Dystonia is a neurological syndrome of typically patterned, often repetitive twitching movements or abnormal postures, associated with sustained or intermittent muscle contractions (23649720). These symptoms usually worsen by voluntary action of the muscle. (24978640).

It can be classified in multiple ways based on, the age of onset (early or late); the topographical involvement of regions (focal – single region, segmental – two or more adjacent regions, multifocal – two or more non-adjacent regions, generalised – leg/legs and trunk with one other region, hemidystonia – ipsilateral arm and leg); the loci of gene involved; primary or secondary (drugs and neurological disorders) (14509661).

Still being primitive in understanding the physiology of dystonia, synchronized contraction of agonistic and antagonistic muscle groups due to cortical over excitability and loss of inhibition at a required level of the nervous system is considered to be the possible pathophysiology of dystonia. (8752405) Amongst the early onset dystonia’s, Dopa-Responsive Dystonia (DRD) has a particular importance in that, even a minimal dosage of levodopa can show a dramatic improvement in symptoms (3041760) with long-term benefits.

DRD also known as Segawa disease or autosomal dominant GTP Cyclohydroxylase 1 (GCH 1) deficiency disorder, which involves a complex of motor symptoms with a varying range of severity, is caused by the heterogeneous mutation in GCH 1 gene on chromosome 14. (12891652). A total of 60 different mutations (11553975) (nonsense, missense, and frameshift) in the GCH1 gene have been reported with Autosomal Dominant DRD. Deficiency of the enzyme GCH 1, results in low tetrahydrobiopterin (BH4), in turn, leading to dystonic symptoms due to decreased dopamine levels (1).

Although, the standard age of presentation of the symptoms in DRD is in the childhood, usually 6 years, there are some patients who presented in their early fifties. (12891652). In a classic phenotype of DRD, the symptoms begin with lower limb progressing to a segmental or a generalized dystonia (26100751). Dystonic symptoms, gait abnormalities or any unexplained paraparesis in a child or a young adult should raise a suspicion for DRD and promptly treated with levodopa.

Despite the dramatic improvement of symptoms with levodopa, the drug is associated with a spectrum of side effects from mild symptoms like nausea, fatigue, constipation and lightheadedness to a severe form, dyskinesia. Though dyskinesia is unusual in DRD with L-dopa therapy (1899474), we report a young female who was genetically diagnosed (GCH1 exon 3 deletion) with DRD, showed improvement in the dystonic symptoms but later, developed dyskinesia.

Discussion: Molecular Genetics: Tetrahydrobiopterin (BH4) plays a key role in the synthesis of catecholamine’s (dopamine, epinephrine, and norepinephrine) and serotonin by acting as a co-factor for the enzymes phenylalanine hydroxylase, tyrosine hydroxylase, and tryptophan hydroxylase. GCH 1 is one among the important enzymes required for the denovo synthesis of BH4. The decrease in GCH 1 enzyme due to the mutation of GCH 1 gene, results in lowering the BH4, in turn, declining the serotonin and catecholamine’s levels (1). Figure:

DRD due to TH or BH4 deficiency can manifest as a recessive form (7814018) but cannot be called Segawa’s disease (17971156). Mutation of TH gene on 11 p15. 5 (16541791) and def in the enzymes dihydropteridine reductase, sepiapterin reductase, and 6-pyruvoyl-tetrahydropterin synthase, which play an important role in the synthesis of BH4 along with GCH1, can cause TH and BH4 deficiency respectively (1). Differentials: Parkinson disease, idiopathic torsion dystonia, hereditary spastic paraplegia and cerebral palsy are the most common misdiagnosis of DRD (19332422).

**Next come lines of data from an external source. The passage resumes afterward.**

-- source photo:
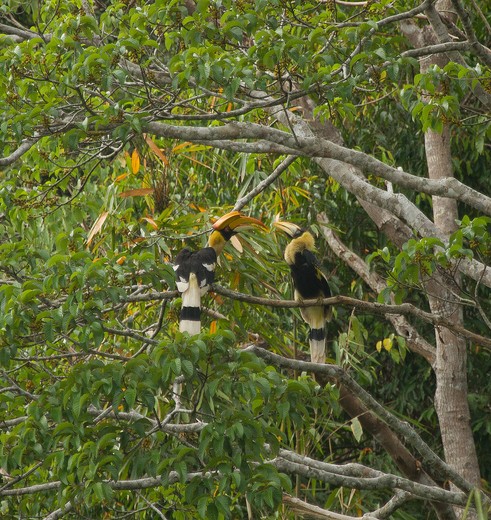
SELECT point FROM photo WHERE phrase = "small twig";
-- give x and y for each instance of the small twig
(265, 183)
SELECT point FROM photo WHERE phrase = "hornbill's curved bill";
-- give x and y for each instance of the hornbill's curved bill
(195, 270)
(309, 283)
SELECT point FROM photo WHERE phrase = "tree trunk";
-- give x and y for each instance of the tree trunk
(451, 397)
(451, 402)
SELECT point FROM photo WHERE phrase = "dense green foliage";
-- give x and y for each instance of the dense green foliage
(94, 211)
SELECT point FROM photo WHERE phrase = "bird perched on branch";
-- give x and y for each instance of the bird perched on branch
(309, 283)
(195, 270)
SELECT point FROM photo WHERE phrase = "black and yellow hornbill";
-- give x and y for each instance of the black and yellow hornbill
(195, 270)
(309, 283)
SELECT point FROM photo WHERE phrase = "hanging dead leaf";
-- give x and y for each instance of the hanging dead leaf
(135, 161)
(121, 177)
(97, 226)
(139, 192)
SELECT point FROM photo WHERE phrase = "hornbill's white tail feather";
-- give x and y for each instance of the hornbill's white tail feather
(191, 307)
(195, 270)
(309, 283)
(315, 317)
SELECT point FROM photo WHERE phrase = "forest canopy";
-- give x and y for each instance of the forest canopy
(129, 129)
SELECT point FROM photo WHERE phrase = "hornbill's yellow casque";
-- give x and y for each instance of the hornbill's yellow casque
(195, 270)
(309, 283)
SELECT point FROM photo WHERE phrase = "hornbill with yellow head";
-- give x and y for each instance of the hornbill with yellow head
(309, 283)
(195, 270)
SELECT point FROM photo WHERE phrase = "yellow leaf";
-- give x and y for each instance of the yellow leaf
(151, 222)
(121, 177)
(97, 226)
(387, 343)
(139, 192)
(213, 327)
(236, 243)
(135, 161)
(156, 150)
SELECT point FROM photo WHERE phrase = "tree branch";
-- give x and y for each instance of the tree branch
(433, 465)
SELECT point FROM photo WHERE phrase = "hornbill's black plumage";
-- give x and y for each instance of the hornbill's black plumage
(309, 283)
(195, 270)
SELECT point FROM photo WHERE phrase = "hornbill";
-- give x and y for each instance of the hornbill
(195, 270)
(309, 283)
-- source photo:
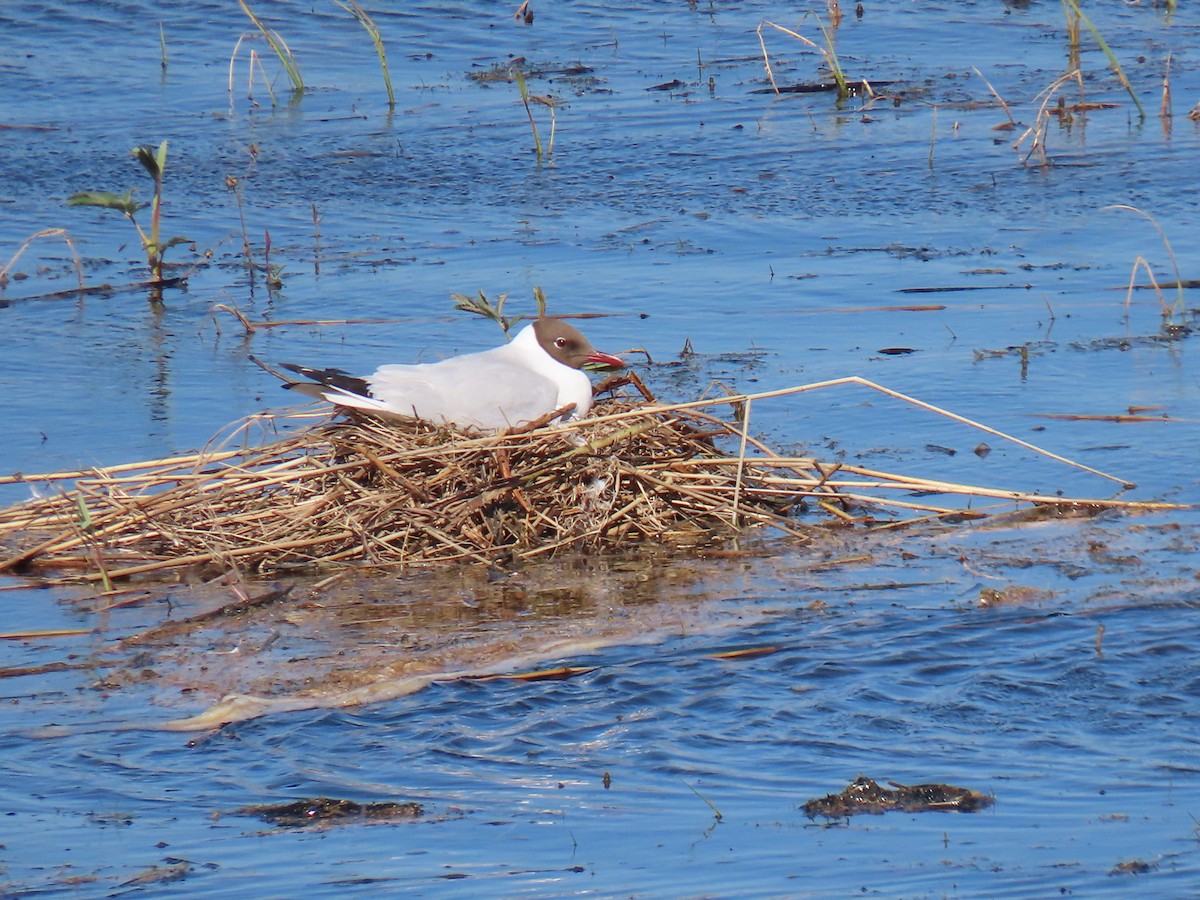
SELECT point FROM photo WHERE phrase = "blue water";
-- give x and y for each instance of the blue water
(751, 225)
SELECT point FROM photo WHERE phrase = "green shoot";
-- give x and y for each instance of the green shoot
(828, 53)
(480, 305)
(359, 13)
(280, 46)
(525, 99)
(1073, 10)
(154, 161)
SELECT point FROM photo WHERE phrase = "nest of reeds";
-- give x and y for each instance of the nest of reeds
(364, 491)
(381, 492)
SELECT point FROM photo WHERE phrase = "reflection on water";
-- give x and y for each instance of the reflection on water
(768, 229)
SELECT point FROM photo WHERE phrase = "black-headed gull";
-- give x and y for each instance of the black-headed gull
(535, 373)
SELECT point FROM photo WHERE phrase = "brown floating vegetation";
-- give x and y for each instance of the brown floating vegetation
(323, 813)
(865, 796)
(366, 491)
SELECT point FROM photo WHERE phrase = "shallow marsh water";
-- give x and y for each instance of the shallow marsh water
(777, 233)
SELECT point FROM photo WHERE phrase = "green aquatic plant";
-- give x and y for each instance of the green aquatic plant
(828, 53)
(1074, 16)
(280, 46)
(549, 102)
(480, 305)
(364, 19)
(154, 161)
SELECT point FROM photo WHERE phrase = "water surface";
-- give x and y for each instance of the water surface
(778, 234)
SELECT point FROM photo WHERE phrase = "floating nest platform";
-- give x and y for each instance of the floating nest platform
(364, 491)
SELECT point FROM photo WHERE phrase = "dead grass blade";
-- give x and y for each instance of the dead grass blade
(400, 493)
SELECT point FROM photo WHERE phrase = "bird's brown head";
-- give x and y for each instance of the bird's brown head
(564, 343)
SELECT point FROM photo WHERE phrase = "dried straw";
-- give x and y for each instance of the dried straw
(360, 490)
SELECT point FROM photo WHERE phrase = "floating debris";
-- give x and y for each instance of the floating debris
(328, 811)
(865, 796)
(361, 491)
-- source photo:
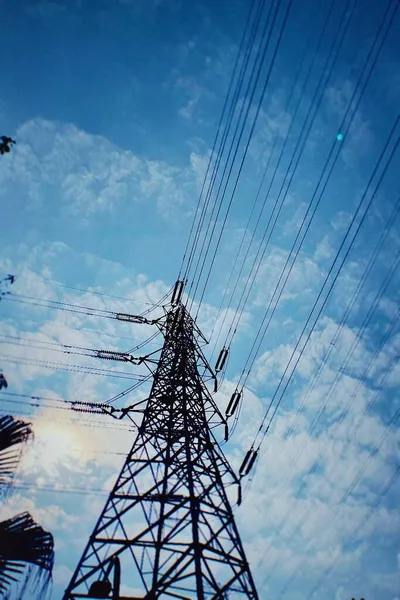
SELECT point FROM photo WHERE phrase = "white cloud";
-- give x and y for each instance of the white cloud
(86, 174)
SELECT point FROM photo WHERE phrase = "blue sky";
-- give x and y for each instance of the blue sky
(114, 106)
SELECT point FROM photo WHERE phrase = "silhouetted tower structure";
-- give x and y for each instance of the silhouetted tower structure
(167, 530)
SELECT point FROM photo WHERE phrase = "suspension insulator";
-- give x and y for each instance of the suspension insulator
(251, 462)
(233, 403)
(223, 355)
(245, 461)
(239, 494)
(177, 293)
(100, 589)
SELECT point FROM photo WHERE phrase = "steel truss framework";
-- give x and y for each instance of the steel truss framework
(167, 528)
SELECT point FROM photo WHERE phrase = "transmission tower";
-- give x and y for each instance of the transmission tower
(167, 530)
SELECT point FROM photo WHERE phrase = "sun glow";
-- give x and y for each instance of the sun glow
(56, 441)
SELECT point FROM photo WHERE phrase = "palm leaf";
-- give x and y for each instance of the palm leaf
(13, 433)
(26, 553)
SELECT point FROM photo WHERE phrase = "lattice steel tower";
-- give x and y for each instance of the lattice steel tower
(167, 530)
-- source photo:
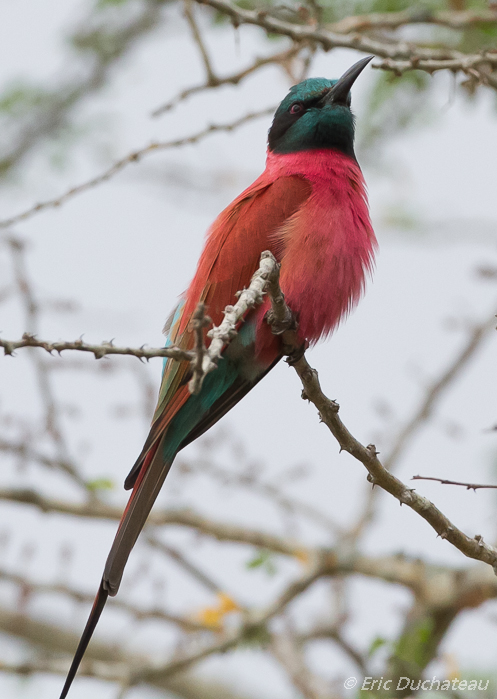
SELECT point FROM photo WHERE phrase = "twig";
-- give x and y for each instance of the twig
(133, 157)
(186, 624)
(444, 481)
(200, 321)
(99, 351)
(414, 15)
(224, 333)
(233, 79)
(197, 37)
(400, 50)
(378, 475)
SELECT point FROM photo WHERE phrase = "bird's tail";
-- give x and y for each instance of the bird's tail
(95, 613)
(145, 491)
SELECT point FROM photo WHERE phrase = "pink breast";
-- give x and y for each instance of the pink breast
(328, 245)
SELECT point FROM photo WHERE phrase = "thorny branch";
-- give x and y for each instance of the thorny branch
(433, 587)
(133, 157)
(414, 57)
(368, 456)
(266, 279)
(445, 481)
(98, 351)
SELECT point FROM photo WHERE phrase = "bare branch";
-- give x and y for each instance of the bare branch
(378, 475)
(133, 157)
(36, 588)
(414, 15)
(444, 481)
(233, 79)
(99, 351)
(224, 333)
(419, 57)
(95, 509)
(197, 37)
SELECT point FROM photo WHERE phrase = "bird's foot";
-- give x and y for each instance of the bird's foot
(294, 354)
(281, 325)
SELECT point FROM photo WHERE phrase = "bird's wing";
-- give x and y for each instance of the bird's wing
(230, 257)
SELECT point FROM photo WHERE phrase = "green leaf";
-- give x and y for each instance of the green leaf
(263, 559)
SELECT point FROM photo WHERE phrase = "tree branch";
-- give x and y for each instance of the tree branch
(444, 481)
(378, 475)
(133, 157)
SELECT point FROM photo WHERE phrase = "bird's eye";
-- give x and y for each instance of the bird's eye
(296, 108)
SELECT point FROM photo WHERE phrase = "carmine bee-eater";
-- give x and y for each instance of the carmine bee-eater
(309, 208)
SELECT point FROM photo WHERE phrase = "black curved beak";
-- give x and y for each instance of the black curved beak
(340, 90)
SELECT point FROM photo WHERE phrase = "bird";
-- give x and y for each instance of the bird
(309, 208)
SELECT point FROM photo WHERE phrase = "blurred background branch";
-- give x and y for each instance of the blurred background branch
(272, 568)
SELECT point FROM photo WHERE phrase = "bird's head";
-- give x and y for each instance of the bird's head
(316, 114)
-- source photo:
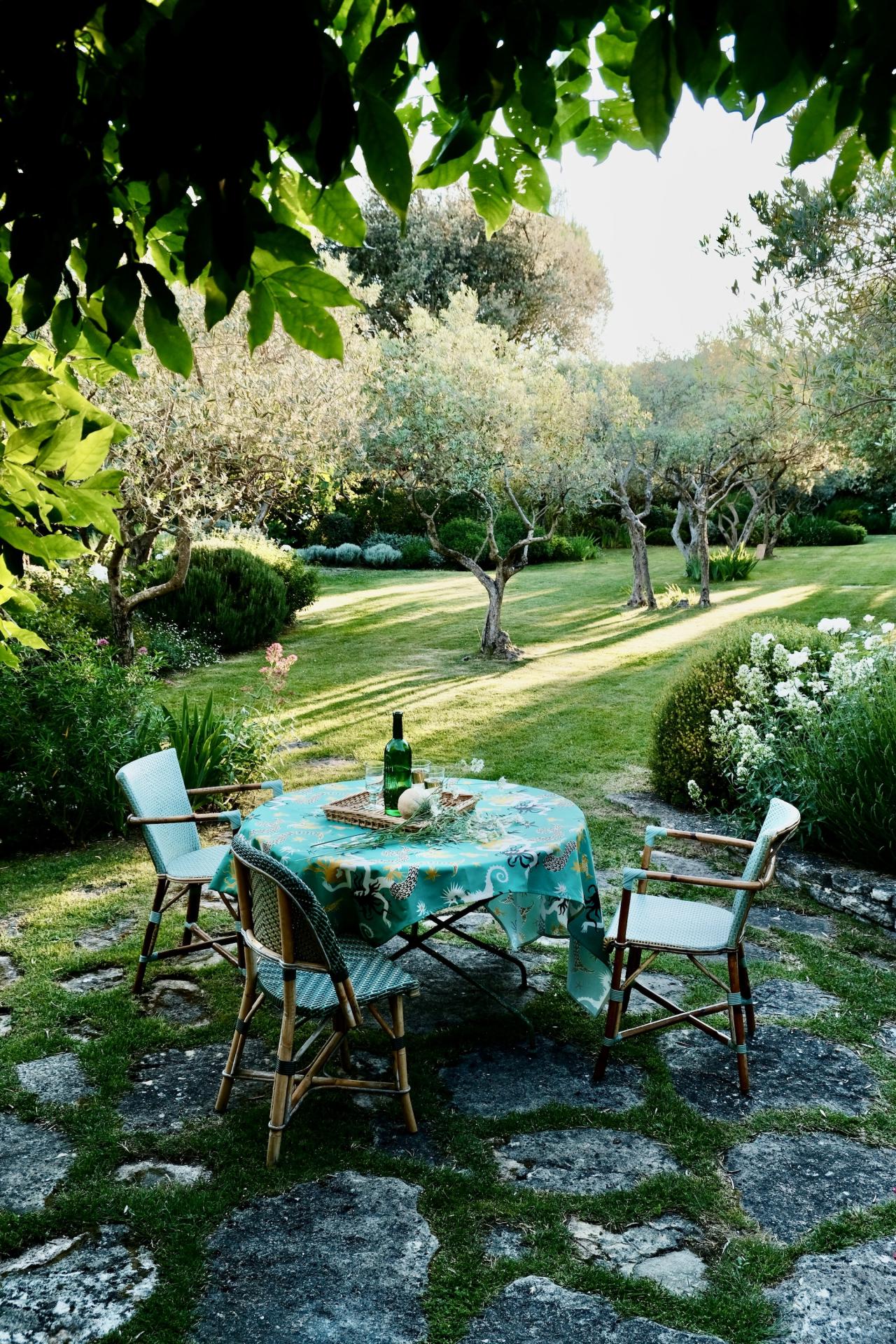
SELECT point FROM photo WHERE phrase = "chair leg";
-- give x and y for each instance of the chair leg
(614, 1015)
(631, 965)
(284, 1075)
(194, 891)
(237, 1044)
(399, 1059)
(746, 992)
(152, 933)
(738, 1035)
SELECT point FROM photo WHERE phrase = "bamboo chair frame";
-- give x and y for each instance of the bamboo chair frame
(171, 890)
(629, 961)
(298, 1073)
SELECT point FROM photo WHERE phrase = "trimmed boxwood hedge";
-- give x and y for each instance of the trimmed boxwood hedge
(680, 748)
(232, 597)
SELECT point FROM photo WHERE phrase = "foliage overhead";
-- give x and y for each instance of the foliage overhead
(536, 279)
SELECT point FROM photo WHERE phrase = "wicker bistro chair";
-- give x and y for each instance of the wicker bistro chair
(295, 956)
(653, 925)
(155, 790)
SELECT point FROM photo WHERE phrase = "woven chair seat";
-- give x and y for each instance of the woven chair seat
(197, 866)
(679, 925)
(374, 976)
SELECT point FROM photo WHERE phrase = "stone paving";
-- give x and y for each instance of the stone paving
(533, 1310)
(792, 999)
(179, 1000)
(660, 1250)
(841, 1298)
(367, 1294)
(74, 1289)
(500, 1079)
(790, 1184)
(788, 1069)
(97, 940)
(33, 1161)
(55, 1078)
(447, 1000)
(94, 981)
(174, 1088)
(582, 1161)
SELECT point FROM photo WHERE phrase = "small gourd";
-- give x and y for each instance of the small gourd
(412, 802)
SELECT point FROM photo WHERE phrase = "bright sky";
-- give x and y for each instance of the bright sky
(647, 218)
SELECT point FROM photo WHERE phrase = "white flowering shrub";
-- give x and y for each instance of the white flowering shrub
(776, 737)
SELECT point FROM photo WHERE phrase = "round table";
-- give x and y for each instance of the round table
(538, 875)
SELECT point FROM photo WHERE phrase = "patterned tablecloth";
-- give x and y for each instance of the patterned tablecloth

30 % of the people with DRD have a deletion of parkin gene on the 6th chromosome (10825351). Several types of dystonia may also respond to levodopa but these can be differentiated from Segawa disease in that, the other types have normal GCH 1 activity when compared to latter. (9182249) Both DRD and Parkinson disease have impaired dopamine synthesis and respond to levodopa treatment. However, DRD differs from PD in that, dopamine storage is intact in the former (10496263) and markedly reduced in the latter (2123623).

The autopsy of the patients with Segawa disease showed the deficiency of dopamine in the nigrostriatal dopamine neuronal terminals but preserved dopamine in pars compacta of substantia nigra (23468278). The short-duration response to levodopa can occur in cases of DRD with preserved dopamine function but, when compared to PD, it is slower and persists longer (11405805). Clinical features: Depending on the loci of mutation, DRD is divided into two types; postural type and action type.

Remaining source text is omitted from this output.